UAE gives in to ports pressure

Dubai Ports World (DP World) made the announcement after leading
Republicans told President George W Bush that the takeover would be blocked by Congress.

“Because of the strong relations between the United Arab Emirates and the United States and to preserve that relationship, DP World has decided to transfer fully the US operations of P and O Ports North America to a United States entity,” said a company statement.

“This decision is based on an understanding that DP World will have time to effect the transfer in an orderly fasion and that DP World will not suffer economic loss,” the statement said.

The company said it was looking forward to working with the US Treasury “to implement that decision.”

Details not disclosed

Details of the transfer were not immediately disclosed but while US politicians were relieved, business groups immediately warned of a potential backlash against US economic interests.

The company statement came as the Senate began debating legislation to blocking the deal, which would have given DP World operational control of ports in Baltimore, New York, Miami, New Jersey, New Orleans and Philadelphia.

DP World said that the UAE prime minister, Sheikh Mohammed bin Rashid al-Maktoum, had advised the company that the assets disposal was “the appropriate course to take” in the interest of the UAE and the US.

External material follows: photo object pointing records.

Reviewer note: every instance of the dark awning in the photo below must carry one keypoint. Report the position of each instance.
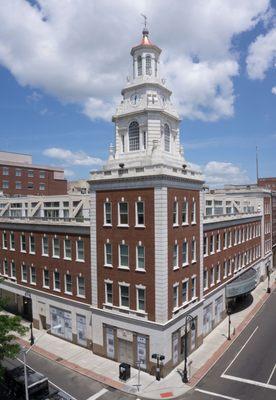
(243, 284)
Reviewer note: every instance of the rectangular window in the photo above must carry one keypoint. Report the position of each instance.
(67, 249)
(140, 257)
(68, 284)
(46, 278)
(185, 212)
(81, 286)
(108, 293)
(193, 254)
(193, 214)
(56, 247)
(5, 171)
(175, 256)
(184, 253)
(212, 247)
(45, 246)
(24, 273)
(33, 275)
(175, 296)
(80, 250)
(6, 267)
(140, 214)
(4, 240)
(184, 292)
(57, 281)
(124, 296)
(193, 287)
(141, 299)
(123, 213)
(175, 213)
(108, 254)
(107, 213)
(13, 269)
(123, 255)
(23, 246)
(205, 246)
(32, 244)
(205, 279)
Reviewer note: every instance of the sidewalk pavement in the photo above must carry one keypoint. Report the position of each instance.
(106, 371)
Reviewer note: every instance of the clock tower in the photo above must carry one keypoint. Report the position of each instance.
(146, 123)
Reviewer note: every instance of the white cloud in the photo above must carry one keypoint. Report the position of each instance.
(79, 52)
(222, 173)
(261, 55)
(72, 158)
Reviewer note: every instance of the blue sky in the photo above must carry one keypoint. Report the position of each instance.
(38, 113)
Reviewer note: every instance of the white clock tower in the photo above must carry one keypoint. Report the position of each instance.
(146, 123)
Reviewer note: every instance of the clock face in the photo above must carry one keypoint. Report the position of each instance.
(135, 99)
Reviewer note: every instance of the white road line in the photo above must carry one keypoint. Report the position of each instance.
(249, 381)
(51, 383)
(270, 376)
(97, 395)
(216, 394)
(236, 356)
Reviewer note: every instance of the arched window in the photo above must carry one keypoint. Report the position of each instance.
(148, 65)
(133, 136)
(139, 65)
(167, 138)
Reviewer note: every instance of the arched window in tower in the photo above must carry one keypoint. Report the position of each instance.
(133, 136)
(167, 138)
(139, 65)
(148, 65)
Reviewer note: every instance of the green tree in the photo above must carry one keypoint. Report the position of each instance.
(10, 328)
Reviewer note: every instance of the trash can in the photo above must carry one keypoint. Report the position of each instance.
(124, 372)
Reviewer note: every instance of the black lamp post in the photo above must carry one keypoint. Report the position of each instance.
(158, 358)
(268, 290)
(188, 319)
(228, 311)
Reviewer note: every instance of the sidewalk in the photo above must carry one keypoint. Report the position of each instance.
(106, 371)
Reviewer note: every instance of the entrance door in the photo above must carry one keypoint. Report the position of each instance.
(125, 351)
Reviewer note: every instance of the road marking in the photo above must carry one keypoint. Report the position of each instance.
(216, 394)
(51, 383)
(249, 381)
(270, 376)
(236, 356)
(97, 395)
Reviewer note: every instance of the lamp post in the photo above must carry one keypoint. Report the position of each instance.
(268, 290)
(188, 319)
(228, 311)
(158, 358)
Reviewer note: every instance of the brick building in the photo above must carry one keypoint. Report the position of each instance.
(145, 248)
(20, 177)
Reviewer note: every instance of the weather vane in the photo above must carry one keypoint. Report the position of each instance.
(145, 18)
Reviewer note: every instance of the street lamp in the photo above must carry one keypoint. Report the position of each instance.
(228, 311)
(268, 290)
(158, 358)
(188, 319)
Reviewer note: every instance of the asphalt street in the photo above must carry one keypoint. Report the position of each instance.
(73, 383)
(247, 370)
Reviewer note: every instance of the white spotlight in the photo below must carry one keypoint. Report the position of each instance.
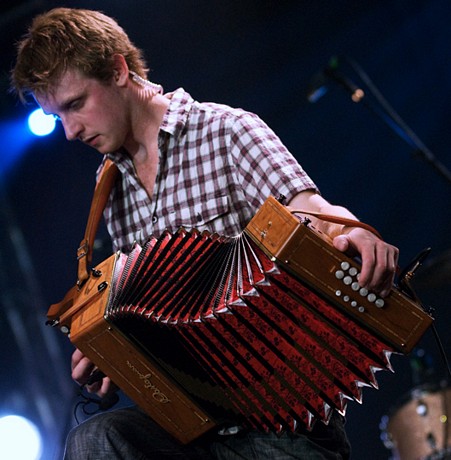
(41, 124)
(19, 439)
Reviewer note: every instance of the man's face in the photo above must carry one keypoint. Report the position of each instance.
(90, 111)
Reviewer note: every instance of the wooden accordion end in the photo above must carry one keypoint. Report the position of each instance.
(268, 329)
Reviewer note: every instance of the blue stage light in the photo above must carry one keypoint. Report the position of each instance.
(41, 124)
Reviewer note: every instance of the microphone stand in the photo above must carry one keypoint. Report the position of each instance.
(389, 116)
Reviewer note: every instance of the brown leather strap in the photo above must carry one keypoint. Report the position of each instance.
(101, 193)
(338, 220)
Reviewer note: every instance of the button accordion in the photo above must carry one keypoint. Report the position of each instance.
(269, 329)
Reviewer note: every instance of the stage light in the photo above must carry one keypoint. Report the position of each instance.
(19, 439)
(41, 124)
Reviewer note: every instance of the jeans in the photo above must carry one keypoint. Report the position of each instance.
(129, 434)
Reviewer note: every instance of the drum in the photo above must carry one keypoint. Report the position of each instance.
(419, 428)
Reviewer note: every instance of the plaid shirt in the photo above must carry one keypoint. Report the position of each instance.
(217, 167)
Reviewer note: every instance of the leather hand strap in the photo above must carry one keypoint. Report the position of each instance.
(338, 220)
(101, 193)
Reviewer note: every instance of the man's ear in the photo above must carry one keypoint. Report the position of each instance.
(120, 69)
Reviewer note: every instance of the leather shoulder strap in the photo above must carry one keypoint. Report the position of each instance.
(102, 191)
(338, 220)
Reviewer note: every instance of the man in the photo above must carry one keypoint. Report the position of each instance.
(182, 163)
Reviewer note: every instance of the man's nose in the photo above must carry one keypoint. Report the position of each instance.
(72, 128)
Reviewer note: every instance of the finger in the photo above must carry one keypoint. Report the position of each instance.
(384, 269)
(77, 355)
(82, 370)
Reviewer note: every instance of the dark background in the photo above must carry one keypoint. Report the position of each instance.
(262, 56)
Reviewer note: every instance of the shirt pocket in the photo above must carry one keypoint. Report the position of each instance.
(203, 214)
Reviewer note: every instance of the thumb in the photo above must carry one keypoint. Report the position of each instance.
(341, 243)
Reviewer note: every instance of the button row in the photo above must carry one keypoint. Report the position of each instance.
(349, 275)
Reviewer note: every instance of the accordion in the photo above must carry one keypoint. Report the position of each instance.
(269, 329)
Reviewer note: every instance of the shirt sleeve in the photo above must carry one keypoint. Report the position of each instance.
(263, 164)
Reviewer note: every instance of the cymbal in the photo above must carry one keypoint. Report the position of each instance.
(435, 273)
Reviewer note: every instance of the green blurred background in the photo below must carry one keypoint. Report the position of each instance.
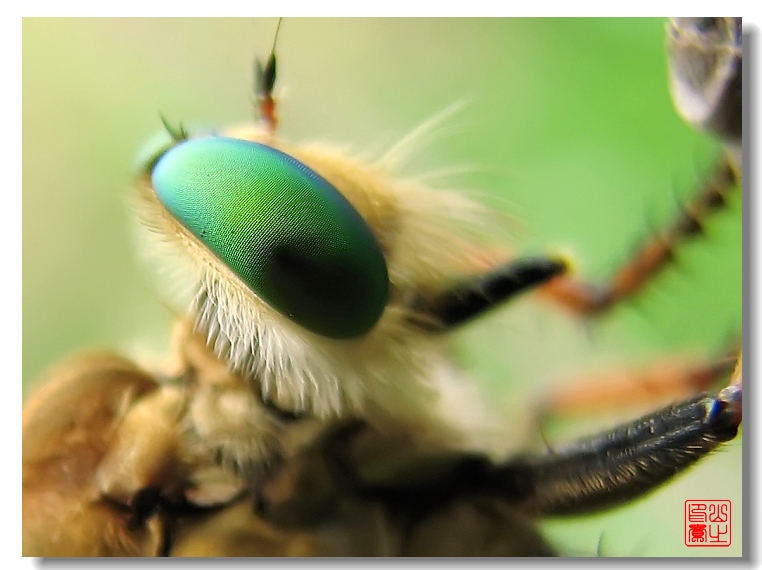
(569, 131)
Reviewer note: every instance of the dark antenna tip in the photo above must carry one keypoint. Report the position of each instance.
(265, 77)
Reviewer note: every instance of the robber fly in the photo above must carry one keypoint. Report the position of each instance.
(312, 407)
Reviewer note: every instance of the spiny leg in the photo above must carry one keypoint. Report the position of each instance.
(668, 381)
(652, 257)
(591, 474)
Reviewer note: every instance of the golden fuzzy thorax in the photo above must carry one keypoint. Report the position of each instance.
(397, 371)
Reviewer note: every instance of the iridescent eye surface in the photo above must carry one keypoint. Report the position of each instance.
(284, 231)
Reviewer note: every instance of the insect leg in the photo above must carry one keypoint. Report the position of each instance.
(474, 296)
(626, 462)
(653, 256)
(591, 474)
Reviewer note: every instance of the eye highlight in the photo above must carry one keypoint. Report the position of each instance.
(287, 233)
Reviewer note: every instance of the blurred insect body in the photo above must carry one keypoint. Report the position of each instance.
(313, 408)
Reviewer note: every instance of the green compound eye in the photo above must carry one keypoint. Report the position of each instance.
(284, 230)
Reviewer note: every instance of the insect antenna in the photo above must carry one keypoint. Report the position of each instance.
(264, 83)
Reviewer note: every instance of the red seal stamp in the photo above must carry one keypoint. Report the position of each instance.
(707, 523)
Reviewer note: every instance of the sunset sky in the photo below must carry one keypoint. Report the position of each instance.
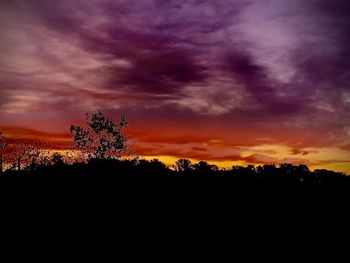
(226, 81)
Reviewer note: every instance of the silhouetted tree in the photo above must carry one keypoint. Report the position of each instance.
(25, 153)
(101, 137)
(183, 165)
(3, 146)
(57, 159)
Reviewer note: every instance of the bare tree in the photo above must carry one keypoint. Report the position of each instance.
(25, 153)
(3, 146)
(183, 165)
(101, 137)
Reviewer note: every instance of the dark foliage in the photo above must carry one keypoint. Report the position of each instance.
(102, 168)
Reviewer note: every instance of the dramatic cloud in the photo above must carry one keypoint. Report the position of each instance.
(247, 73)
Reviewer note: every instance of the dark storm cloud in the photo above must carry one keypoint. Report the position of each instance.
(247, 72)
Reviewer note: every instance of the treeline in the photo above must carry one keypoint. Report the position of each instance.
(100, 144)
(113, 168)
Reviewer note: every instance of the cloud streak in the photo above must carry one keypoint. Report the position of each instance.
(276, 71)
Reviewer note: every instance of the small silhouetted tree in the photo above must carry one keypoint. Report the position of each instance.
(3, 146)
(26, 153)
(183, 165)
(101, 137)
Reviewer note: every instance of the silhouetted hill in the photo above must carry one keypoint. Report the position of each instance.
(269, 174)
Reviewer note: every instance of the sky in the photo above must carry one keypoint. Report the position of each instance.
(226, 81)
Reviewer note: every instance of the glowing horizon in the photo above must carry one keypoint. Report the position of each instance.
(228, 82)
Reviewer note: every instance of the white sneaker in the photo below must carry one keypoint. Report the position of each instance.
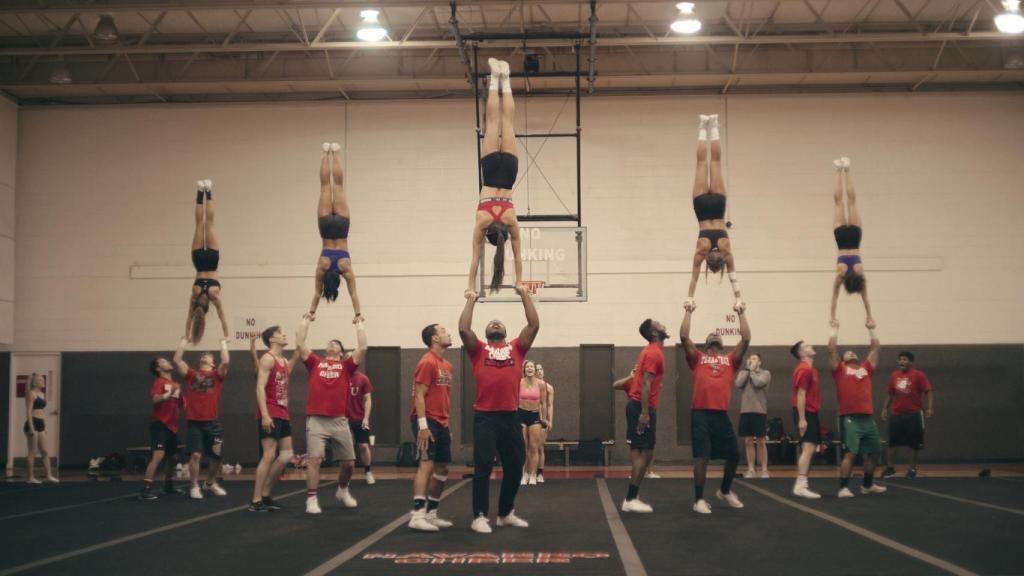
(636, 505)
(729, 498)
(805, 492)
(480, 525)
(215, 489)
(512, 520)
(345, 498)
(432, 518)
(419, 522)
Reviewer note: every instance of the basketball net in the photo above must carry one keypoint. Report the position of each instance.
(534, 289)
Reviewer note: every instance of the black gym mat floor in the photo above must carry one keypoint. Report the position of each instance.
(923, 526)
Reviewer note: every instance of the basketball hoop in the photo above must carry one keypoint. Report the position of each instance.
(534, 288)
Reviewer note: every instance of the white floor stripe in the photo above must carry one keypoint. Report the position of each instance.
(957, 499)
(889, 543)
(137, 536)
(69, 506)
(627, 551)
(365, 543)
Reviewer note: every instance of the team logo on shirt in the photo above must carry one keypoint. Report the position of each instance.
(860, 373)
(499, 357)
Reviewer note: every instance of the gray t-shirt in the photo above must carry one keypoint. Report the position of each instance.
(754, 386)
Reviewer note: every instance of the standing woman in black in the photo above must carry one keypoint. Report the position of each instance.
(35, 428)
(206, 257)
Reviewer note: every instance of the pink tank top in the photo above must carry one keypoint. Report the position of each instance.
(529, 393)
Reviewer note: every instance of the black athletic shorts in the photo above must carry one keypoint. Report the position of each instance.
(528, 417)
(813, 434)
(359, 436)
(907, 429)
(439, 449)
(646, 440)
(38, 423)
(713, 436)
(161, 438)
(281, 428)
(205, 437)
(753, 424)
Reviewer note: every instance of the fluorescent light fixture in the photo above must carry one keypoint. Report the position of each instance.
(685, 22)
(105, 30)
(1011, 22)
(60, 74)
(371, 31)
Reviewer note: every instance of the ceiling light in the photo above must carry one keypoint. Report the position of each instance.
(1011, 22)
(371, 31)
(60, 74)
(686, 23)
(105, 31)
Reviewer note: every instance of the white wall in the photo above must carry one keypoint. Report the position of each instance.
(8, 162)
(938, 177)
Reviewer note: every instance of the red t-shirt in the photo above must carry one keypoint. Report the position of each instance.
(498, 369)
(713, 376)
(358, 385)
(906, 387)
(276, 391)
(328, 385)
(853, 386)
(204, 387)
(806, 377)
(166, 411)
(435, 373)
(651, 361)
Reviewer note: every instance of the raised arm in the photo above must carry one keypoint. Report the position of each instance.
(684, 335)
(872, 354)
(528, 333)
(301, 333)
(469, 340)
(225, 359)
(744, 332)
(359, 354)
(179, 355)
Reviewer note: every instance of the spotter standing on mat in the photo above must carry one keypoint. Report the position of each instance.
(206, 257)
(806, 404)
(496, 218)
(714, 246)
(272, 419)
(643, 386)
(204, 433)
(497, 367)
(327, 407)
(167, 399)
(856, 411)
(35, 428)
(907, 388)
(333, 219)
(431, 392)
(713, 436)
(847, 228)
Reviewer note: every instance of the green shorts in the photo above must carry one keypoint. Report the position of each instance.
(860, 434)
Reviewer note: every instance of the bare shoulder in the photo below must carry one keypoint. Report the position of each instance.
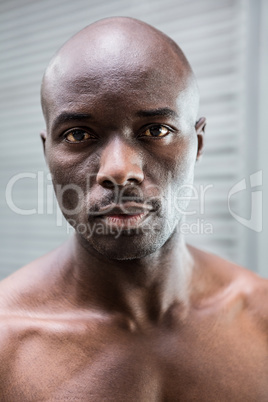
(237, 283)
(31, 285)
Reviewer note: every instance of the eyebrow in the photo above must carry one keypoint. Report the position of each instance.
(163, 112)
(66, 116)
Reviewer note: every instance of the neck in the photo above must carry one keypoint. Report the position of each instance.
(146, 289)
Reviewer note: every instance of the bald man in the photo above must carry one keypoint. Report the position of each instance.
(125, 310)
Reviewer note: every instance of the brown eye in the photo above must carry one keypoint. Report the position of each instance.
(156, 131)
(77, 136)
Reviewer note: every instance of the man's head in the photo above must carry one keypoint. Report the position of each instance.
(120, 102)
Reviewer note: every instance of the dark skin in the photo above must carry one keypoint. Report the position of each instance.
(140, 316)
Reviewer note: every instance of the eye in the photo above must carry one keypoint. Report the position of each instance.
(77, 135)
(156, 131)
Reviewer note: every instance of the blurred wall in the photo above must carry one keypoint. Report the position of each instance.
(226, 43)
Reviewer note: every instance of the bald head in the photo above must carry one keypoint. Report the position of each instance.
(115, 49)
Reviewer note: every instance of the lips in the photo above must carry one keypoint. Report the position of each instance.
(125, 216)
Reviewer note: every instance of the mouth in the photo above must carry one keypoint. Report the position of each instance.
(125, 216)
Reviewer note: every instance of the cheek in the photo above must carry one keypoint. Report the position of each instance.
(176, 161)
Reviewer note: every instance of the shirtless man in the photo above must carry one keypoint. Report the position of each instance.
(129, 313)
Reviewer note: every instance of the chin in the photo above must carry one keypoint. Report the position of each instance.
(126, 248)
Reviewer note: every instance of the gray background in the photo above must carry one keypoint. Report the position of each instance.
(226, 43)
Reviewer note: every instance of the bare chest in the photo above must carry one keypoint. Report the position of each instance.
(205, 365)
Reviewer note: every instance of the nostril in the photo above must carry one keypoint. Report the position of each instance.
(108, 184)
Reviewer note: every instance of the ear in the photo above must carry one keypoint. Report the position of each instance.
(200, 126)
(43, 136)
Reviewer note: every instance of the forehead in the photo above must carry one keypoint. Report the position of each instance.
(114, 72)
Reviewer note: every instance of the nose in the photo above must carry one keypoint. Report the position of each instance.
(120, 164)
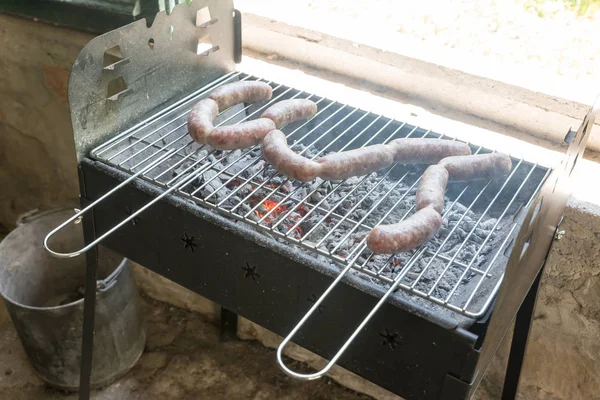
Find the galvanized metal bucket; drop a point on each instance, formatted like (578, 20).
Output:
(44, 296)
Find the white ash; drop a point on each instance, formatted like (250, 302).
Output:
(244, 179)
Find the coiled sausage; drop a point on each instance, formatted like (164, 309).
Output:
(240, 136)
(277, 152)
(405, 235)
(288, 111)
(200, 120)
(432, 188)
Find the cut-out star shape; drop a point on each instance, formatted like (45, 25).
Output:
(189, 242)
(251, 272)
(390, 339)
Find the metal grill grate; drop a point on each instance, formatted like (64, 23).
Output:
(460, 269)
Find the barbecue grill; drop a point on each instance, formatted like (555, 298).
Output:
(423, 324)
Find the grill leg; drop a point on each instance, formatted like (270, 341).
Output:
(89, 308)
(518, 346)
(228, 325)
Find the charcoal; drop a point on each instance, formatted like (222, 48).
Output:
(371, 200)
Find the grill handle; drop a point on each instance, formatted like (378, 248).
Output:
(335, 358)
(76, 218)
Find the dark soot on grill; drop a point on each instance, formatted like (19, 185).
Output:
(335, 216)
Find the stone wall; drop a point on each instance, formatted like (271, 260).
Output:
(37, 170)
(37, 159)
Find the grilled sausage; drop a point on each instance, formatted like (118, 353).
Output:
(288, 111)
(426, 151)
(200, 120)
(240, 92)
(240, 136)
(357, 162)
(405, 235)
(432, 188)
(276, 151)
(481, 166)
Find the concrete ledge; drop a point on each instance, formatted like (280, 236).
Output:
(534, 117)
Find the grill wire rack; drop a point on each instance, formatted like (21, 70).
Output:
(242, 186)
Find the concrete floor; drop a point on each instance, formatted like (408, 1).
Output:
(183, 360)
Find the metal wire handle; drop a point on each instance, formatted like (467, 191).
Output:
(79, 214)
(333, 361)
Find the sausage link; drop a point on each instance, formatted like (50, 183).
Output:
(405, 235)
(432, 188)
(481, 166)
(240, 136)
(200, 120)
(426, 151)
(343, 165)
(288, 111)
(240, 92)
(276, 151)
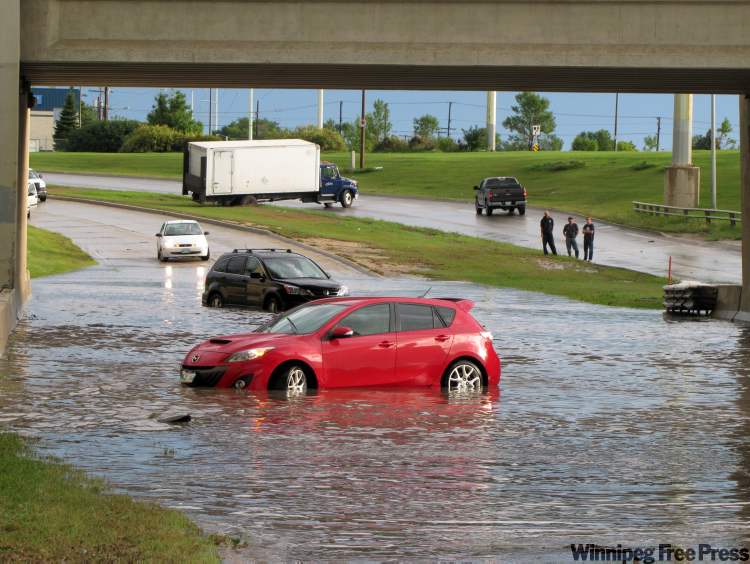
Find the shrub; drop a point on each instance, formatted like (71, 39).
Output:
(328, 139)
(557, 166)
(447, 145)
(150, 139)
(417, 143)
(101, 136)
(392, 144)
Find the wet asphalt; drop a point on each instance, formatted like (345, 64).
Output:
(692, 259)
(610, 425)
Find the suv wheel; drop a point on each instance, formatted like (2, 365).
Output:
(272, 305)
(346, 199)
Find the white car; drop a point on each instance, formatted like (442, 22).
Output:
(32, 200)
(181, 238)
(41, 185)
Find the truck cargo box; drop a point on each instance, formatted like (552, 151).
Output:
(262, 170)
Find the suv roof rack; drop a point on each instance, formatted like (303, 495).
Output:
(251, 251)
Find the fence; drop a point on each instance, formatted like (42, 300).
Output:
(689, 213)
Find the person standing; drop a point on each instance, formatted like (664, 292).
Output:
(547, 226)
(570, 231)
(588, 240)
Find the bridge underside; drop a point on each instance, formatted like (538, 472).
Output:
(668, 46)
(393, 77)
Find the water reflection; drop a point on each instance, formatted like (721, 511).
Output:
(613, 426)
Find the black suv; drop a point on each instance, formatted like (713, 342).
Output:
(273, 279)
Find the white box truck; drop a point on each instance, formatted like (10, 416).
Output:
(242, 172)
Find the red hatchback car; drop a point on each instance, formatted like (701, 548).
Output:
(351, 342)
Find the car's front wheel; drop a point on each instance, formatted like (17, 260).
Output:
(463, 375)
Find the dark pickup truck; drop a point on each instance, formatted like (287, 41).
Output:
(500, 192)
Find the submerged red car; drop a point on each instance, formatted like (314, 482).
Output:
(351, 342)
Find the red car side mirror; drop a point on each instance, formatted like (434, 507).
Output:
(341, 332)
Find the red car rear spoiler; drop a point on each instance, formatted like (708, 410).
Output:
(461, 303)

An UAE official said the transfer of US port operations to a US entity was the result of a “political decision” by the United Arab Emirates government to help its “friends” in the United States.

“This is a political decision to ask DP World to defuse the situation,” said the official.

“We have to help our friends. Our close ties with the United States are important,” the official said.

The announcement was made as DP World earlier said it had completed the US$6.9 billion (A$9.4 billion) takeover of British firm P&O.

The US Senate was clearly going to back fierce and widespread Republican opposition to the deal, which President Bush has strongly defended. Republicans and Democrats had joined forces to block the plan, citing security concerns.

The White House earlier had threatened to veto any legislation that stopped the deal. But the administration’s hand was forced after the House of Representatives Appropriations Committee voted 62-2 to prevent DP World from acquiring control of the US port operations.

Concern about reprisals

The US Chamber of Commerce expressed concern at potential reprisals against US companies by foreign governments over the affair.

“We need to have more access to more markets abroad, not less access,” Bruce Josten, executive vice president for government affairs at the US Chamber of Commerce said.

“Retaliation precipitated by Congress will not only harm US employers but employees as well. If we start losing markets, you’re going to see shuttering of plants. People are going to lose their jobs,” he said.

But Representative Peter King, one of the Republican lawmakers who went to see Mr Bush about the issue, rejected the concerns.

He called it “a unique case”. Congressman King highlighted the UAE’s previous recognition of the Taliban government in Afghanistan and insisted there was a difference between allowing a British company and a UAE company to control US ports.